After many discussions and analyses, I would expect a far different likelihood to occur. One of three most likely events will occur should our social structure as it stands today collapse. Either we face an abrupt end of the world scenario, such as global catastrophy like 2012 or some such, or a more gradual end of the world scenario, such as in the book "The Road", or general social collapse and post anarchic social engineering, such as Orwell's "1984" or Lucas' "THX-1138". I realize this sounds defeatist, but consider our current social model to be a line of dominoes, and realize how hard it is to stop a line of dominoes from toppling over in succession once the first few have gone. Either things get unrecoverably bad very quickly, or things get unrecoverably bad but it takes time for the stockpiles to run out, or things get very bad, and the only thing to keep it from going too far is extreme social control.
If you consider the outcomes in both stories, you realize very quickly that the authors chose to severely limit the unilateral response from those in power and able to exert control over the gen pop, at least as long as supplies hold out.

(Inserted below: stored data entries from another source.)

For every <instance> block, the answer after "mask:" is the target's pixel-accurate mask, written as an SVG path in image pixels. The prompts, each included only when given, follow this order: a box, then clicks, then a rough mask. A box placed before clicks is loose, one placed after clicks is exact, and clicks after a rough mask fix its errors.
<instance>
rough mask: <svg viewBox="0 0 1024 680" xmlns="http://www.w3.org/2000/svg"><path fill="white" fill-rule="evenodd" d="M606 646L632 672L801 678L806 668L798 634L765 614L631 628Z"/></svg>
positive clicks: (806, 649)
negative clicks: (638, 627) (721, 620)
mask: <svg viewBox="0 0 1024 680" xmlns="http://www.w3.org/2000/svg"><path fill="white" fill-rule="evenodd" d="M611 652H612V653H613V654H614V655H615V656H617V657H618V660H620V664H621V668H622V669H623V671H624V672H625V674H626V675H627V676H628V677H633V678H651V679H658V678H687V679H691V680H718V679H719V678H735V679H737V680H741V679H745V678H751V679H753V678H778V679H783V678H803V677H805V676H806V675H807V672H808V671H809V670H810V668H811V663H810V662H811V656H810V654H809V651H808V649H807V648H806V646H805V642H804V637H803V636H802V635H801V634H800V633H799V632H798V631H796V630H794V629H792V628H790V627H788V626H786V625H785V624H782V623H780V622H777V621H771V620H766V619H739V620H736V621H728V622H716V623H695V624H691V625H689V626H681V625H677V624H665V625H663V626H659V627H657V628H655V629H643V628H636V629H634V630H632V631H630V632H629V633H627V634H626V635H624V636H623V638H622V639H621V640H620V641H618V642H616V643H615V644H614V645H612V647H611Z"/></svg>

They painted the executive role as poorly equipped and generally incompetent. While I would entertain the notion that the government may not have the same set of response priorities the common man would prefer, I would advice against anyone considering that they would restrict their response to any threat in some limited role. Their usual pattern of force reminds me more of using a sledgehammer to drive a brad. Letting a region fend for itself and stand on it's own volition seems rather unrealistic, considering that the biggest hoarder of resources in times of crisis are the feds themselves. I would expect more of a "no stone left unturned" type of policy.
Anyone who thinks that the government wouldn't take advantage of the opportunity to overwhelmingly respond to any threat, real or imagined, and to seize as much power as possible needs some remedial study in world history. As with 9-11, the fed response to the threat was to begin shutting down infrastructure and mobilizing for crowd/migration control.
_________________________
The ultimate result of shielding men from the effects of folly is to fill the world with fools.